📊 Full opportunity report: The Model Is Only 10%: The Real Lesson of the New SDLC on ThorstenMeyerAI.com — validation score, market gap, and execution plan.

TL;DR

A recent whitepaper from Google highlights that in AI-driven software development, the model accounts for only 10% of system behavior. The focus should be on harness design and context engineering, which constitute the majority of effective control and quality.

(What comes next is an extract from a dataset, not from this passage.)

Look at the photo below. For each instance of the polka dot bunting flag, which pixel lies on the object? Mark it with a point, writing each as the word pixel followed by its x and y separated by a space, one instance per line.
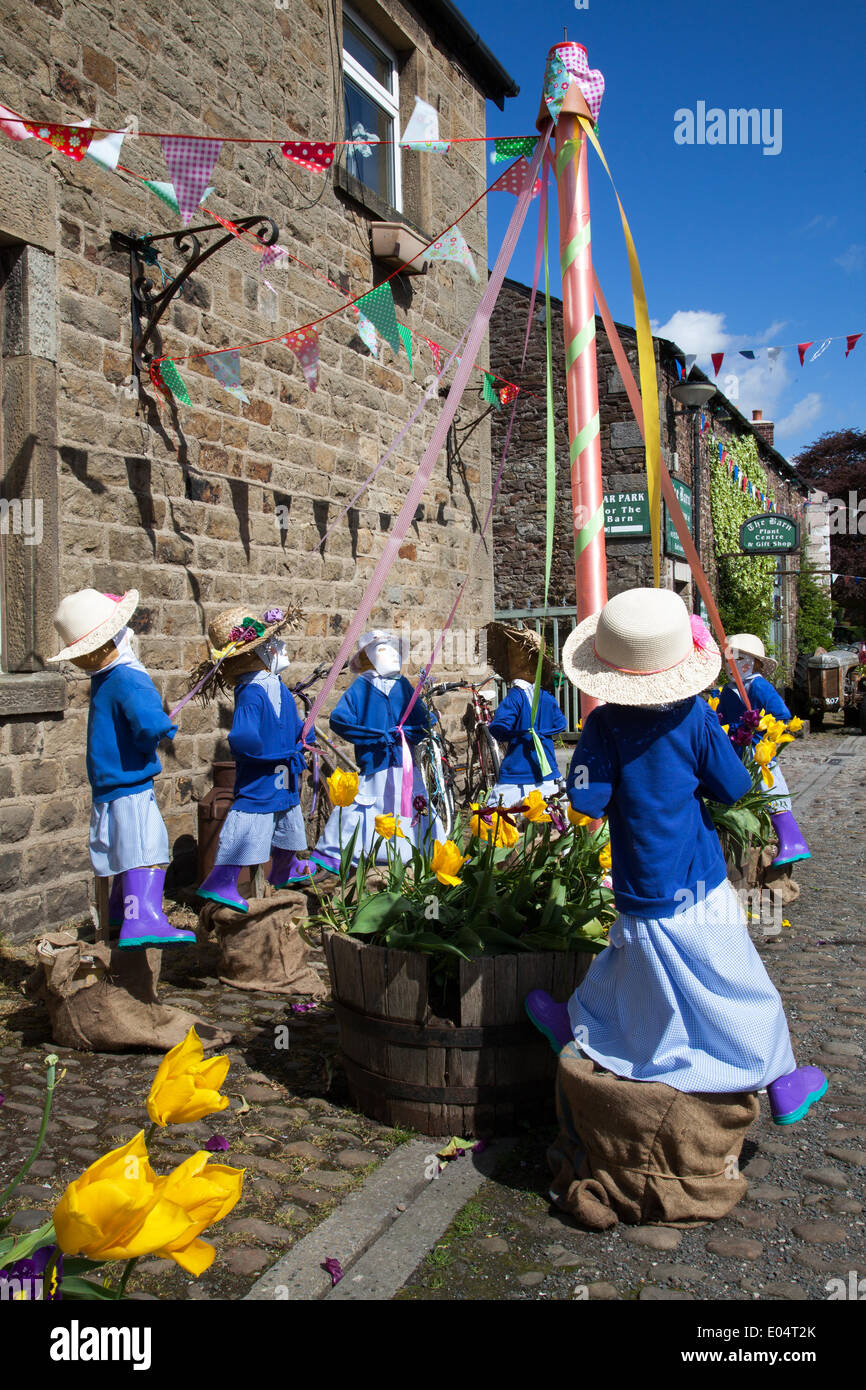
pixel 310 154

A new Google whitepaper reveals that the AI model itself accounts for only about 10% of the behavior in AI-driven systems, emphasizing that harness design and context engineering are the primary factors influencing system performance and reliability. This insight challenges the common focus on developing larger or more advanced models, highlighting a shift toward better system configuration and verification.

The whitepaper, authored by Addy Osmani, Shubham Saboo, and Sokratis Kartakis, states that the biggest shift in software engineering is moving from writing code to expressing intent and trusting machines to interpret that intent. It reports that as of early 2026, 85% of professional developers use AI coding agents regularly, with 51% using them daily and about 41% of new code being AI-generated. The core message is that the model’s role is limited, and success depends largely on the harness — the prompts, tools, rules, and context around the model. Experiments cited in the paper show that tweaking the harness can significantly improve AI agent performance, often more than changing the model itself. The authors argue that failures are mostly due to configuration issues, such as missing tools or vague rules, rather than model limitations.

At a glance
reportWhen: published March 2026
The developmentThe new SDLC framework shifts the focus from model improvements to harness and context engineering, redefining best practices in AI software development.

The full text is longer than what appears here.